La France est parvenue à séquencer suffisamment de tumeurs de cancer du sein pour identifier « 90 % des événements génétiques » à l’origine de la maladie. « Cela donne des informations sur l’histoire du cancer et permettra, à terme, d’adapter le traitement », explique Xavier Pivot

 

« Enjeu politique fort »

C’est ici qu’intervient une seconde révolution. Les laboratoires sont parvenus à produire des biosimilaires. « Il s’agit de molécules qui ont la même efficacité biologique que les biothérapies. Mais, grâce à l’amélioration des techniques de fabrication, les biosimilaires coûtent 40 à 80 % moins chers à fabriquer ! souligne-t-il. Attention, il ne s’agit pas d’un générique fabriqué en Inde. C’est bien un médicament fabriqué par les grandes marques pharmaceutiques, avec la même efficacité que les biothérapies.

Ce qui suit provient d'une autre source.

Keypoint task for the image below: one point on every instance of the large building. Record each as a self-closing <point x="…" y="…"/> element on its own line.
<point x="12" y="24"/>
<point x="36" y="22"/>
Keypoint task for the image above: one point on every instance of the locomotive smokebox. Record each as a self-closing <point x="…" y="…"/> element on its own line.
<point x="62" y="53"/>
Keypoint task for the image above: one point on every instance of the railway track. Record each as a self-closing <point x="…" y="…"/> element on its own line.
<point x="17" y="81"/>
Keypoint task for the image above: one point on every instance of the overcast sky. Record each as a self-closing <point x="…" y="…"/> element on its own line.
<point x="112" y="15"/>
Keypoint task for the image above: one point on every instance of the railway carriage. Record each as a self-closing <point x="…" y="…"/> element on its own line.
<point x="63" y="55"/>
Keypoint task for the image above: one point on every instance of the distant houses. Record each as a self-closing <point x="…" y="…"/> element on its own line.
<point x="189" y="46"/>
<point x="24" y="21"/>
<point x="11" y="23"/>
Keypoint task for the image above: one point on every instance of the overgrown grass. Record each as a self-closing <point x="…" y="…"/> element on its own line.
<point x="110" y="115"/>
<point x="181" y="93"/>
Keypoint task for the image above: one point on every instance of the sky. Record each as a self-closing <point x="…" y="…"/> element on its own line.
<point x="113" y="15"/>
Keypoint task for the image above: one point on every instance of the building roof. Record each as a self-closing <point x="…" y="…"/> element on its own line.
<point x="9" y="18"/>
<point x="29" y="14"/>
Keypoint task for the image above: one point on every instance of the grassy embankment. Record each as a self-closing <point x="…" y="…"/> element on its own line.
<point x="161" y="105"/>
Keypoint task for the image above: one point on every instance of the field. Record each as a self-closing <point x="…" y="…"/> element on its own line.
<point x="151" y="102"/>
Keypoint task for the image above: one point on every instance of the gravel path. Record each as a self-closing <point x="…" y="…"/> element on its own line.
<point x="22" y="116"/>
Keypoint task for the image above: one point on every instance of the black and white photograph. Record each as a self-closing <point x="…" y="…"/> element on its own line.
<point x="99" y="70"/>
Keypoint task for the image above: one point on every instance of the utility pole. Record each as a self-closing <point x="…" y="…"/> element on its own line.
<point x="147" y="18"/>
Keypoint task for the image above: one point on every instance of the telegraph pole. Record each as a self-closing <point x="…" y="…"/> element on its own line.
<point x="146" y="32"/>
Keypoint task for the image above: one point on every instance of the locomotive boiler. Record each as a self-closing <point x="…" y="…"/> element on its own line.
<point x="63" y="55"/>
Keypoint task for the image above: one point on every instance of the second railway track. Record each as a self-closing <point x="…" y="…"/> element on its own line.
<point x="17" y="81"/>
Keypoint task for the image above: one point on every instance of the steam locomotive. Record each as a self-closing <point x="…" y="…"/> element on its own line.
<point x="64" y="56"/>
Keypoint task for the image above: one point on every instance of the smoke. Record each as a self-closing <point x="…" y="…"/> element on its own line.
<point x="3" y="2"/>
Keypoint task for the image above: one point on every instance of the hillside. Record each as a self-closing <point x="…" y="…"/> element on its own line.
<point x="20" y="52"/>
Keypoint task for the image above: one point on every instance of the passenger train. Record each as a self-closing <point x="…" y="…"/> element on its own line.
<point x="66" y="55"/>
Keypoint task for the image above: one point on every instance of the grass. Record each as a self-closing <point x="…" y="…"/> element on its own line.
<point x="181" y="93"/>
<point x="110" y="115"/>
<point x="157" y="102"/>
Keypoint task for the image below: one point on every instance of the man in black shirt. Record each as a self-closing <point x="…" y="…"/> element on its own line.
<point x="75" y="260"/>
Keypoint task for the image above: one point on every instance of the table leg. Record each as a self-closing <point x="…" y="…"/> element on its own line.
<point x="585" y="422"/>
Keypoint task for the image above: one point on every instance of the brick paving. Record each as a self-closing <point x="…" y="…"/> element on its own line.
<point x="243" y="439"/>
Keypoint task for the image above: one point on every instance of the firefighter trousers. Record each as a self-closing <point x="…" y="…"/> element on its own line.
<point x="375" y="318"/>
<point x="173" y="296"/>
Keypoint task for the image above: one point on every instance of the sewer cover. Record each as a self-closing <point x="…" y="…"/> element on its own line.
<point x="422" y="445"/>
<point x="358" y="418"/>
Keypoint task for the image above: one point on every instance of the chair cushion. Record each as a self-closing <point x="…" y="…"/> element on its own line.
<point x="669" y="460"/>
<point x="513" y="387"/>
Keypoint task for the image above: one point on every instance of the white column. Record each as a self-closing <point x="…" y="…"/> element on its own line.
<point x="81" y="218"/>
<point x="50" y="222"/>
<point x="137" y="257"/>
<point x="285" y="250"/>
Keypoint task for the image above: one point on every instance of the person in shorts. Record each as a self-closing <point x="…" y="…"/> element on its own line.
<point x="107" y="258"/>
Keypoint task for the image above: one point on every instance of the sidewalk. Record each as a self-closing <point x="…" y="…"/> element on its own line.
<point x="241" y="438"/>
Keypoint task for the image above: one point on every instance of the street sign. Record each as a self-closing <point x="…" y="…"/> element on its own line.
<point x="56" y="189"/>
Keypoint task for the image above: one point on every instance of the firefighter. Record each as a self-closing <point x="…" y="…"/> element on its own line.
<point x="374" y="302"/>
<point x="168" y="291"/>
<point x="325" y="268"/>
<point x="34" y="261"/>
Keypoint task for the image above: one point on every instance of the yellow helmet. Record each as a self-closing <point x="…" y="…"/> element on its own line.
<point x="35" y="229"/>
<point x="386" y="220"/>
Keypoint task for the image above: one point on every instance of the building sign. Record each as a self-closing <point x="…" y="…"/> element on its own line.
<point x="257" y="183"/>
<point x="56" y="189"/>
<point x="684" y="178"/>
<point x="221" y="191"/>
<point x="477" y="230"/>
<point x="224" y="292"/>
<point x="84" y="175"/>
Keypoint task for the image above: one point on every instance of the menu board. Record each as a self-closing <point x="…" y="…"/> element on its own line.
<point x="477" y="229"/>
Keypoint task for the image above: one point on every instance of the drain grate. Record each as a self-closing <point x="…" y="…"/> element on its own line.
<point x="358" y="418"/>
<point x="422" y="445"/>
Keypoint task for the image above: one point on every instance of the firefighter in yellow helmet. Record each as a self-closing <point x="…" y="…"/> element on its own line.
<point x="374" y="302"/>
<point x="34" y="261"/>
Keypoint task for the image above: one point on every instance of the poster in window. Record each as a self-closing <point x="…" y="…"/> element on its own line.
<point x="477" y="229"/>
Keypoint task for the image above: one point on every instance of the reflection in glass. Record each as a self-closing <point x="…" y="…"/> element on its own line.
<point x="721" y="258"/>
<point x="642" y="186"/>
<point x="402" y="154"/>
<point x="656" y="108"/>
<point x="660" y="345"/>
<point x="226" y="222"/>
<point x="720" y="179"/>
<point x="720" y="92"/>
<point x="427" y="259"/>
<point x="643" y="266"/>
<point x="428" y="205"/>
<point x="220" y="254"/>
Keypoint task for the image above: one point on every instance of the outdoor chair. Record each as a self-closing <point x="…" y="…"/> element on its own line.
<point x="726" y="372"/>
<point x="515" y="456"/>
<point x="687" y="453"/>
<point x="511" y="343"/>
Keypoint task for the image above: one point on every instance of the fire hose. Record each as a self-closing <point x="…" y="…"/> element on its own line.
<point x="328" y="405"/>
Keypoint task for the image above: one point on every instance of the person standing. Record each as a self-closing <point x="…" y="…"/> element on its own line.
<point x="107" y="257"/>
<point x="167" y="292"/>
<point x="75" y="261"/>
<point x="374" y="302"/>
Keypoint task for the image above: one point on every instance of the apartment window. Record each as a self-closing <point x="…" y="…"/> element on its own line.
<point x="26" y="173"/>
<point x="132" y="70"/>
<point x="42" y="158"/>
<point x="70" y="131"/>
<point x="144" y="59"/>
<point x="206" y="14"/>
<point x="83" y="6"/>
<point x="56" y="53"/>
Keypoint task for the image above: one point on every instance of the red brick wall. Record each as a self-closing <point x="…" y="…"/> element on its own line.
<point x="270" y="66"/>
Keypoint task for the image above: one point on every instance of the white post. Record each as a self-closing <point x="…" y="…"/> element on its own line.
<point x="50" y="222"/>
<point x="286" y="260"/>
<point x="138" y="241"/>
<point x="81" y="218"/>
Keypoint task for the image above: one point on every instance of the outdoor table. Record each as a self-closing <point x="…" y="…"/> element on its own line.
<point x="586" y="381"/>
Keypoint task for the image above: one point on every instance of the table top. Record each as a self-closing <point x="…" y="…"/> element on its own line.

Il y a ici un enjeu politique fort. » En effet, cela permettrait de soigner une population beaucoup plus vaste à moindre coût et de favoriser la recherche avec l’argent économisé. Un axe favorisé par Agnès Buzyn, la ministre de la santé française, qui souhaite, selon Xavier Pivot, que 80 % du marché soit couvert par les biosimilaires. D’ailleurs, le professeur précise que les cancers ne sont pas les seuls concernés par ce traitement, mais que près de la moitié de la pharmacologie l’est.

Immunothérapie

Autre thérapie d’avenir, l’émergence de l’immunothérapie. « Il s’agit d’une nouvelle thérapie que je qualifierais d’élégante pour se débarrasser du cancer, décrit Pivot. Souvent le cancer arrive à se cacher, il n’est pas détecté comme un intrus par le système immunitaire. L’immunothérapie a pour but de stimuler le système immunitaire, pour que l’organisme se débarrasse lui-même de son cancer. » Enfin, les techniques d’avenir seront aussi présentées. La France est parvenue à séquencer suffisamment de tumeurs de cancer du sein pour identifier « 90 % des événements génétiques » à l’origine de la maladie. « Cela donne des informations sur l’histoire du cancer et permettra, à terme, d’adapter le traitement, précise le médecin. Les pays du monde se sont partagés les cancers à séquencer. Ce qui facilitera ainsi le travail. » C’est vers ce but qu’est désormais tourné l’ensemble des travaux des chercheurs et médecins.